While Lau Kar-leung’s Mad Monkey uses Monkey Style kung fu to deliver a restrained Shaw Brothers response to Drunken Master, Kuo took the exact same cast from 7 Grandmasters and put them in Chess Boxing which takes its cues directly from Snake in the Eagle’s Shadow. In Snake, Jackie played a guy so dumb the local kung fu school used him as a walking punching bag until he made friends with Beggar So and learned Snake Fist kung fu. Unfortunately, Beggar So, the last master of the Snake Fist, is being hunted down by Hwang Jang-Lee and the movie ends with the seemingly-invincible Hwang beating Beggar So to a pulp before Jackie shows up and bangs on his skull like a drum with his brand new Cat’s Claw style.

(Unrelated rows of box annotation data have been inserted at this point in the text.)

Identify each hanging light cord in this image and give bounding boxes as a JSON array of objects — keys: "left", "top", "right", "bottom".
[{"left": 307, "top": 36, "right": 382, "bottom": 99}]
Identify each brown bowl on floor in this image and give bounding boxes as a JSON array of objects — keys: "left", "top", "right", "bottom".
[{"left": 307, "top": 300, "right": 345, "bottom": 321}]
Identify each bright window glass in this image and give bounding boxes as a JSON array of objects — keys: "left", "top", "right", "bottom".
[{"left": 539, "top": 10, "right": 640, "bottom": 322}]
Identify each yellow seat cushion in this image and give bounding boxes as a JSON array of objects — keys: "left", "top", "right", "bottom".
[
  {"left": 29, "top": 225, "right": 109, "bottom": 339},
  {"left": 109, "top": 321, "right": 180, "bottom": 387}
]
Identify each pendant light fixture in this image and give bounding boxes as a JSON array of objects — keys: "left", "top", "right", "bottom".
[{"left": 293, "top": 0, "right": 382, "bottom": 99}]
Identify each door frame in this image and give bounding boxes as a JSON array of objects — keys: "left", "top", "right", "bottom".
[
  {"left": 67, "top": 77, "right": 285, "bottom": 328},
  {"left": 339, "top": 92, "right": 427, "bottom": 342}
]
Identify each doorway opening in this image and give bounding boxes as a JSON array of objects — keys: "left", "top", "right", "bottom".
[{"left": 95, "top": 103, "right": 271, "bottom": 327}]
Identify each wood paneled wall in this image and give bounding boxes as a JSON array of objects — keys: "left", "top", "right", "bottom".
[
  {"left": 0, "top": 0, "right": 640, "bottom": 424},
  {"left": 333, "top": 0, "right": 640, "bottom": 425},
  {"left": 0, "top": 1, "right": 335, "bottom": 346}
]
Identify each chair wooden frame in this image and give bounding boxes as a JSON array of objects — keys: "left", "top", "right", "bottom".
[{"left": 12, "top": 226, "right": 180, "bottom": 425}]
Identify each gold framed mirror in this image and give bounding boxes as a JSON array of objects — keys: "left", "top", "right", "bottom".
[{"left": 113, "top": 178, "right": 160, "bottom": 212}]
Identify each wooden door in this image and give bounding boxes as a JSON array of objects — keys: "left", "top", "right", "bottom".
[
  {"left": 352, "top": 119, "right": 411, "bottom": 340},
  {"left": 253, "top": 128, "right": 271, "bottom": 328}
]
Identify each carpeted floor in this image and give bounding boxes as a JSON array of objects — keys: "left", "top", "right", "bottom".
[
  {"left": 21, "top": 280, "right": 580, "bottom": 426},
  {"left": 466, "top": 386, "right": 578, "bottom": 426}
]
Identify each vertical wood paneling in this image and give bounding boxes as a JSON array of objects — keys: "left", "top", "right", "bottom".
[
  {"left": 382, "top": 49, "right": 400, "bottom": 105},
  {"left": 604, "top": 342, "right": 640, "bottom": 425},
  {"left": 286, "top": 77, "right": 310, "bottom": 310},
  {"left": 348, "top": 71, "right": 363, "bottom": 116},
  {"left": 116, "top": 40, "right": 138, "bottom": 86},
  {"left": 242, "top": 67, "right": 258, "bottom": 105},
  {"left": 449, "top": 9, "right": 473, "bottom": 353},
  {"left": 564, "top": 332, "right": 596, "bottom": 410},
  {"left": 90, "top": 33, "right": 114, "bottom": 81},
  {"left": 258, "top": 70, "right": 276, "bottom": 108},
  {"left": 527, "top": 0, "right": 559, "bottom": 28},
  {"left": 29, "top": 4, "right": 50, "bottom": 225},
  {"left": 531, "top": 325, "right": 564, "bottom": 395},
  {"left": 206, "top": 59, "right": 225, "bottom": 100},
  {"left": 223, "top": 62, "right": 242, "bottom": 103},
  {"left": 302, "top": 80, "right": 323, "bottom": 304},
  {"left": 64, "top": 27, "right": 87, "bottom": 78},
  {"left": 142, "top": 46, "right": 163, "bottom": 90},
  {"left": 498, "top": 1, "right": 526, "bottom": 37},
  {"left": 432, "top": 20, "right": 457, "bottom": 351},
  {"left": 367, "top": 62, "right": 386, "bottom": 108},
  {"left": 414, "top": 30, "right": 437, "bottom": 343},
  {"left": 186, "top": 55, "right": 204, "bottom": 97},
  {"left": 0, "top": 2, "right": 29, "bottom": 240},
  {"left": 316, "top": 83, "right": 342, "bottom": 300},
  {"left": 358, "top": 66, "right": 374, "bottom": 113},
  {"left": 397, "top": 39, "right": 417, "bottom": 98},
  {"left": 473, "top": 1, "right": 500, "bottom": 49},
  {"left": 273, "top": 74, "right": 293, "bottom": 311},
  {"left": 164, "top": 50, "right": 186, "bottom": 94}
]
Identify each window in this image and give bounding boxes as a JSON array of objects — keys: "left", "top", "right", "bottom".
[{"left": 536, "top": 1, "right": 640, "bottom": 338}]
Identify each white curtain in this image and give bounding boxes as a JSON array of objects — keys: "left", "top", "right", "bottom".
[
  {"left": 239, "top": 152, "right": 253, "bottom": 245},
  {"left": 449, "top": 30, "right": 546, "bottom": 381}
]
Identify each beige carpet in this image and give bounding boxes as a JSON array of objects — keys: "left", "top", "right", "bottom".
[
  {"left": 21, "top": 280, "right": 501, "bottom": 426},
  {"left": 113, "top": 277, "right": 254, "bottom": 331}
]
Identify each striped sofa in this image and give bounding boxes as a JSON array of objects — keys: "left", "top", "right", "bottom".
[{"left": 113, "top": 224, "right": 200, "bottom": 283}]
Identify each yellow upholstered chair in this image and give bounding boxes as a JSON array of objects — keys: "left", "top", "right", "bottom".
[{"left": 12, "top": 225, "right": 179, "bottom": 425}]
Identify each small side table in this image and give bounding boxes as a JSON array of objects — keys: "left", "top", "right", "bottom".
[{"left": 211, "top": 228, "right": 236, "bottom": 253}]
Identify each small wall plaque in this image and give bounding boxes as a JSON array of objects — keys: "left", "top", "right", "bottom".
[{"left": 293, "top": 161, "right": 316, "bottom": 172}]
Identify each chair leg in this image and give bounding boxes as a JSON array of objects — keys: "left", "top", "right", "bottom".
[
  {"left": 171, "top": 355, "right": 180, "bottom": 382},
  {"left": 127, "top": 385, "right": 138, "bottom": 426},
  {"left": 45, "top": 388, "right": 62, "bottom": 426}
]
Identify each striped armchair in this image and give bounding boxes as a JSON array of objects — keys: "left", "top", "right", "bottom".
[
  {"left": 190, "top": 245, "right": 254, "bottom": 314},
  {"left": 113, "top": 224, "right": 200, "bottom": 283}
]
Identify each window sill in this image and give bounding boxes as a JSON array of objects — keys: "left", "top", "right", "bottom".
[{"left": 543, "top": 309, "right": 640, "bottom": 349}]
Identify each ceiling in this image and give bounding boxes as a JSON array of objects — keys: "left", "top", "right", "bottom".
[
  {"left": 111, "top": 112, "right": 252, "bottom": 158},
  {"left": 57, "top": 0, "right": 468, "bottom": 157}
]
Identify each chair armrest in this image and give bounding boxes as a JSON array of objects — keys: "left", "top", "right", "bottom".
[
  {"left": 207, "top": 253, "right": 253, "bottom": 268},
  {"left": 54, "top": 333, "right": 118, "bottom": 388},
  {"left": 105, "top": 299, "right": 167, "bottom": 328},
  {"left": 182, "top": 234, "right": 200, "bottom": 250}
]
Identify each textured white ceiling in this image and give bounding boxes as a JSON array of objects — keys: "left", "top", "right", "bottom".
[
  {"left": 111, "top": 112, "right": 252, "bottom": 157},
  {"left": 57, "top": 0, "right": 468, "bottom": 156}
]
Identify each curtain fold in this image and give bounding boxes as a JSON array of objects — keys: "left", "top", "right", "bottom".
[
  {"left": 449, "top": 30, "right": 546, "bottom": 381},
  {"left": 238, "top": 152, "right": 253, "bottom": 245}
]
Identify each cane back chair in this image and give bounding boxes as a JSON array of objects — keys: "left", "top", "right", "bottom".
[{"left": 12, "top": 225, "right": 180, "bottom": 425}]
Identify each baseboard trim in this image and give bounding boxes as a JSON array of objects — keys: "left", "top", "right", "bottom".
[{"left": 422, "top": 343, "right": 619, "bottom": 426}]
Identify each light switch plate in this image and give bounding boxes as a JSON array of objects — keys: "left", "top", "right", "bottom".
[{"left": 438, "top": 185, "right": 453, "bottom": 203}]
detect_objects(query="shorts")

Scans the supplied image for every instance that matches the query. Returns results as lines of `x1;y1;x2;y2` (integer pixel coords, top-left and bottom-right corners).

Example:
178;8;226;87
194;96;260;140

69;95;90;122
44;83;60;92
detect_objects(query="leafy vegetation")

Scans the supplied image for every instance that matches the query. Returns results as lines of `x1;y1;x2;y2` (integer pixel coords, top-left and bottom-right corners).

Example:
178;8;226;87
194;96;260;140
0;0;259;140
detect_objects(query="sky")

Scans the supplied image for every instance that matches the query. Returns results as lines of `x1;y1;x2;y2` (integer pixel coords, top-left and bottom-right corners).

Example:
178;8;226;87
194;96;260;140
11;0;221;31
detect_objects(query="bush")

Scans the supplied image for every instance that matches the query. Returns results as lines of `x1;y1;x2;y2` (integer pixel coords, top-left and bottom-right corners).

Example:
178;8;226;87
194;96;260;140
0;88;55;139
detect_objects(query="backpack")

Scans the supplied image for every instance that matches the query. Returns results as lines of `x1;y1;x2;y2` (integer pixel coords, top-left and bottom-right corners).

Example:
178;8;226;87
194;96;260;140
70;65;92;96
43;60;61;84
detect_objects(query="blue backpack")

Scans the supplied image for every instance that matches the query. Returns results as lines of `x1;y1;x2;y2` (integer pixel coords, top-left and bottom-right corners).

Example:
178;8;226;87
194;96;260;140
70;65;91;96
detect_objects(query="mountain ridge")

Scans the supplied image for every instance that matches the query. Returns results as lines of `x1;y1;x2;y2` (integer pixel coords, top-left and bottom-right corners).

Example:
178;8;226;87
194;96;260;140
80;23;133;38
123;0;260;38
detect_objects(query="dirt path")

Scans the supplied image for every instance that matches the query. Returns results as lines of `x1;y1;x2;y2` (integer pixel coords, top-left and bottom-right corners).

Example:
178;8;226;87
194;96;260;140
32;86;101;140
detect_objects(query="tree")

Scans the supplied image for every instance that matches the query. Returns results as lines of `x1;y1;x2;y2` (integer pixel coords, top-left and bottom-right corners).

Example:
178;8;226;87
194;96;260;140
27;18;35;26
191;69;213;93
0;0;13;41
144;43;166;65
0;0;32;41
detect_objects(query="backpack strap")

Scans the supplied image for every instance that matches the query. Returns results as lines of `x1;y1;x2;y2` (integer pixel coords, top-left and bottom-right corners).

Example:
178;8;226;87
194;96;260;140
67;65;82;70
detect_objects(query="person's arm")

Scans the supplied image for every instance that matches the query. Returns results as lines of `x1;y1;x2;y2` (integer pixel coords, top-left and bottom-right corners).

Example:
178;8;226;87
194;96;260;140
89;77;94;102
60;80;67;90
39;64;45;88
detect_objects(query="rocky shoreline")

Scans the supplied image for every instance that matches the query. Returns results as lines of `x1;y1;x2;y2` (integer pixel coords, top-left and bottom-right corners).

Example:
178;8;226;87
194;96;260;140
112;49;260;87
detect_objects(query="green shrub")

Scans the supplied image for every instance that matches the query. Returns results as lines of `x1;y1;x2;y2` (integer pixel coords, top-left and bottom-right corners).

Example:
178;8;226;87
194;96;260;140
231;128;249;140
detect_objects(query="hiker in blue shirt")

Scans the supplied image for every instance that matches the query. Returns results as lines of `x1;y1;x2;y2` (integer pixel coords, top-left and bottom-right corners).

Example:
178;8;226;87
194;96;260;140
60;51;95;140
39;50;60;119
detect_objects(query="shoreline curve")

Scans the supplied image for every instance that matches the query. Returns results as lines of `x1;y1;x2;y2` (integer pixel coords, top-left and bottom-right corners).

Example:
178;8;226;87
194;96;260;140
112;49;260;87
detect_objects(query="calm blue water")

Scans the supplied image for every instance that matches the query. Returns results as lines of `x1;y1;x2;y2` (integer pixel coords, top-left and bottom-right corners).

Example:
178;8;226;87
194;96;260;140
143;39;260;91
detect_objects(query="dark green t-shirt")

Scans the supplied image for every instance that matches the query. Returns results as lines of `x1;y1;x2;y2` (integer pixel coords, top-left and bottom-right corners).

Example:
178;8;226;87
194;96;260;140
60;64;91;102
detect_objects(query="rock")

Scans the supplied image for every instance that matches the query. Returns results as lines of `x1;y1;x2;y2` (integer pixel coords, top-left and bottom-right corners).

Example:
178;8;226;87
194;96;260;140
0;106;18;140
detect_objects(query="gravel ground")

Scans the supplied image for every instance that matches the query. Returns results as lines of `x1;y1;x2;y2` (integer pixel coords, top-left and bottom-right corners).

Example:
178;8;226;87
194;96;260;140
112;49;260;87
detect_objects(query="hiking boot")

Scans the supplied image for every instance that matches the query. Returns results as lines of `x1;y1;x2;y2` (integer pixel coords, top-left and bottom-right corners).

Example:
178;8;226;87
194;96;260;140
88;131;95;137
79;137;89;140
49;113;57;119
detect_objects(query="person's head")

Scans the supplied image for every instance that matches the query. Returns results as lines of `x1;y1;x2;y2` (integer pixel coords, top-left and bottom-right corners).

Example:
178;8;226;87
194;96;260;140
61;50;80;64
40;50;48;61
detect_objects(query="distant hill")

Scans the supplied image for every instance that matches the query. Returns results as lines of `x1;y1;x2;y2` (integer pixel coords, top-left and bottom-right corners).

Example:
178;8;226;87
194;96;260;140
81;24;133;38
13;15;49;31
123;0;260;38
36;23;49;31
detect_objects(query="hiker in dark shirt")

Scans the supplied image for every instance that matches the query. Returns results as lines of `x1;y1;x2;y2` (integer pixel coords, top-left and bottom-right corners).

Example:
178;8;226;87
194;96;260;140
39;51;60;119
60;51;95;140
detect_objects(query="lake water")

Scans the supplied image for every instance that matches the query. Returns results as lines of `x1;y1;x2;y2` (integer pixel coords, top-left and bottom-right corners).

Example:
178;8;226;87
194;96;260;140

Chess Boxing tells the almost identical tale of Ah Pao (Lee Yi-min) a young dork who wants to learn kung fu at the Chang Sing School where he’s made a walking punching bag before befriending the cook (played by Simon Yuen) who shows him that kitchen work is the foundation of kung fu. Meanwhile, Ghost Faced Killer (Mark Long, portraying one of the all-timer kung fu villains), strolls around the Taiwanese countryside murdering every single head of every single kung fu clan who conspired to have him murdered, which actually seems pretty fair. When Ah Pao gets thrown out of the Chang Sing School for possessing one of Ghost Faced Killer’s trademark murder medallions he winds up learning true kung fu from Ghost Faced Killer’s next victim, Chi Siu-tien (Jack Long), a chess fanatic.

 
 

Shot outdoors, like most classic Kuo productions, the action’s on overdrive right out of the gate, and the fights hurt. Kuo knows how to keep a story cooking, he’s got a knack for framing, and he’s excellent at delivering fun effects with nothing more than some nimble editing and clever camera tricks. When Ah Pao complains that all they’ve done is play chess for a month and he didn’t come here to learn how to play chess he came to learn how to kick ass, Master Chi tells him, “You’ve already been learning,” and then calls out chess moves and stances, turning Ah Pao into a living, fighting chess piece, complete with groovy animations. This kind of “You’re not painting my fence, you’re learning martial arts” schtick was the core of the Shaolin kung fu flick, and later of Chan’s kung fu comedies, and it would eventually find its fullest expression in the West via The Karate Kid (a movie that Corey Yuen, one of Kuo’s collaborators, described as Drunken Master with worse action and no drinking).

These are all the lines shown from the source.